1939 film directed by George Marshall

You Can't Cheat an Honest Man is a 1939 American comedy film directed by George Marshall and Edward F. Cline and starring W. C. Fields. Fields also wrote the story on which the film is based, under the name Charles Bogle.

== Plot ==
Circus proprietor Larsen E. Whipsnade is struggling to keep a step ahead of foreclosure, and clearly not paying his performers, including Edgar Bergen and Charlie McCarthy (Bergen's ventriloquist's dummy/alter-ego, whom Whipsnade hates). Whipsnade's co-ed daughter pays a visit and falls in love with Bergen, but after she sees the financial mess that her father is in, she decides to marry Roger, a tiresome young millionaire. Whipsnade initially approves of the marriage, and just to be sure that the penniless Bergen doesn't win out (and make McCarthy an in-law), he sets the pair adrift in a hot-air balloon. However, Whipsnade creates a scene at the engagement party, and father and daughter escape together in a chariot, with Bergen and McCarthy in pursuit.
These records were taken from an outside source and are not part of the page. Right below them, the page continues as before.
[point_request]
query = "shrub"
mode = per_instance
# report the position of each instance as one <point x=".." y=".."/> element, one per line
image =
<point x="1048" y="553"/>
Every time a performer is taken sick, Whipsnade must unconvincingly disguise himself and go on in the performer's place, This has him subbing for sword swallowers with tonsillitis, female sharpshooters with arthritis, and Bergen himself (with a false mustache to hide moving lips).

==Cast==
- W. C. Fields as Larsen E. Whipsnade
- Edgar Bergen as Himself and the characters Charlie McCarthy and Mortimer Snerd
- Constance Moore as Vicky Whipsnade
- John Arledge as Phineas Whipsnade
- Eddie Anderson as Rochester (billed as Cheerful)
- James Bush as Roger Bel-Goodie
- Mary Forbes as Mrs. Bel-Goodie
- Thurston Hall as Mr. Bel-Goodie
- Grady Sutton as Chester
- Princess Baba as Herself
- Charles Coleman as Butler
- Edward Brophy as Corbett
- Arthur Hohl as Burr
- Blacaman as Himself
- Ferris Taylor as Deputy Sheriff
- Ivan Lebedeff as Ronnie

==Production background==
The film's whimsical title comes from a line spoken by Fields about ten minutes into the film. Whipsnade says that his grandfather Litvak's last words, spoken "just before they sprung the trap", were: "You can't cheat an honest man; never give a sucker an even break, or smarten up a chump." The line expands on his character's comment to his daughter in the musical Poppy (1923): "Let me give you just one bit of fatherly advice: Never give a sucker an even break." (This is the title of a subsequent Fields film, made in 1941.) The character name is obviously a play on "larceny", a point which Fields reinforces at one point when someone calls him "Larceny Whipsnake".

The film features Edgar Bergen and Charlie McCarthy, capitalizing on the popularity of their ongoing radio "feud" with Fields.

According to historian William K. Everson, the film has three directors. George Marshall, the credited director, did not get along with Fields, so he worked mostly with the other cast members, while Eddie Cline was brought in to work with Fields, who had worked previously with Cline and liked him. (Cline in fact went on to direct Fields' next three films.) B. Reeves Eason was the second-unit director, helming the chase scenes and other action-oriented material.

==In popular culture==
- Fields' character in this film would inspire the authors of the comic strip The Wizard of Id to create a shady lawyer character, a Fields caricature named "Larsen E. Pettifogger".
- Fields' character in this film also inspired the authors of the Lucky Luke comic strip, in the album Western Circus.
- A scene from the film is featured in the opening to Dummy (2002).